Thursday, April 06, 2006

Israeli police officers detain Hamas minister

Israeli border police detained a cabinet minister from Hamas on Thursday, Hamas officials and the witness said.

The incident is the first time Israel has taken into custody a member of the Hamas government since the Islamic militants took power last week.

Khaled Abu Arafa, minister of Jerusalem affairs, was detained along with his bodyguard when he was on his way to Izzariya, a West Bank suburb of Jerusalem. Abu Arafa was to sign off on furniture and office equipment from his predecessor, Ziad Abu Zayyad, a moderate.

Paramilitary police stopped Abu Arafa's car at a checkpoint at the entrance to Izzariya, said Ahmed Jalajel, a photographer for the Arabic Al-Quds daily, who was in the car with the minister when he was taken into custody.

"They asked us for ID, they said 'get out.' He (Abu Arafa) said 'I am not getting out.' They opened the car and pushed him out," Jalajel told The Associated Press. "They asked him to sit down on the ground, and then they checked the IDs.

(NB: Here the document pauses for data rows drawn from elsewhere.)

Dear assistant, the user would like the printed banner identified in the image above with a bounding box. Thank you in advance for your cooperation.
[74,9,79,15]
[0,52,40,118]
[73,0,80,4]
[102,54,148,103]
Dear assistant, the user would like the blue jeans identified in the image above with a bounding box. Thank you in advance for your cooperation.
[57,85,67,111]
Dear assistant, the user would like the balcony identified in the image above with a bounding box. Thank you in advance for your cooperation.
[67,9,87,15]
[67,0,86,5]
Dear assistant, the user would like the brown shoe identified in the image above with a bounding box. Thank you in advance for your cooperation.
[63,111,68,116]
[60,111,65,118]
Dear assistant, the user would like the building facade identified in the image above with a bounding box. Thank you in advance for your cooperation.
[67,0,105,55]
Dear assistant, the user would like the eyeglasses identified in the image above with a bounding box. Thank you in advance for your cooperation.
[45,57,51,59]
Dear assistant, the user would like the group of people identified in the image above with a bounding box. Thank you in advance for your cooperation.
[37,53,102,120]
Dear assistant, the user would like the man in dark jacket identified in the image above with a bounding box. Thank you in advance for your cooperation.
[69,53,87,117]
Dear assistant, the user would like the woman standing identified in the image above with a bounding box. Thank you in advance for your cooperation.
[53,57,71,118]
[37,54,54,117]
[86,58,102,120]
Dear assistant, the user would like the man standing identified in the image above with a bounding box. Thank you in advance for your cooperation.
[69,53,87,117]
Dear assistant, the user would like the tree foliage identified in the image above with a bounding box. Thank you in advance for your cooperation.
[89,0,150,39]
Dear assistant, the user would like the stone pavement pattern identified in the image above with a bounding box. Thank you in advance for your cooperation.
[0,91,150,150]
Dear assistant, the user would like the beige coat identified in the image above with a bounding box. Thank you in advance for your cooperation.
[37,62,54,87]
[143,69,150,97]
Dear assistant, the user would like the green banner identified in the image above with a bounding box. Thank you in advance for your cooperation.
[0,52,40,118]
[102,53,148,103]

They asked him to get into their jeep. He refused, then they pushed him into the jeep," Jalajel said, adding that he tried to take a picture but the security forces broke his camera.

Israeli defense officials, who spoke on condition of anonymity, confirmed Abu Arafa had been taken into custody.

It appears Abu Arafa was arrested for trying to open the office. Part of Izzariya is in Jerusalem, which is at the center of the Israeli-Palestinian conflict. Israel claims the entire city as its capital, while the Palestinians want the eastern half for the capital of a future state.

Abu Arafa, a Jerusalem resident born in 1961, has been detained several times by Israel in the past.

Abu Zayyad, the former minister of Jerusalem affairs, said members of Abu Arafa's entourage informed him of the detention. He said the two were to meet so Abu Zayyad could hand-over the supplies that belong to the Palestinian Authority.

The Jerusalem affairs office has been in the West Bank for several years because interim Israeli-Palestinian peace accords bar the Palestinian Authority from opening offices in the disputed city, Abu Zayyad said.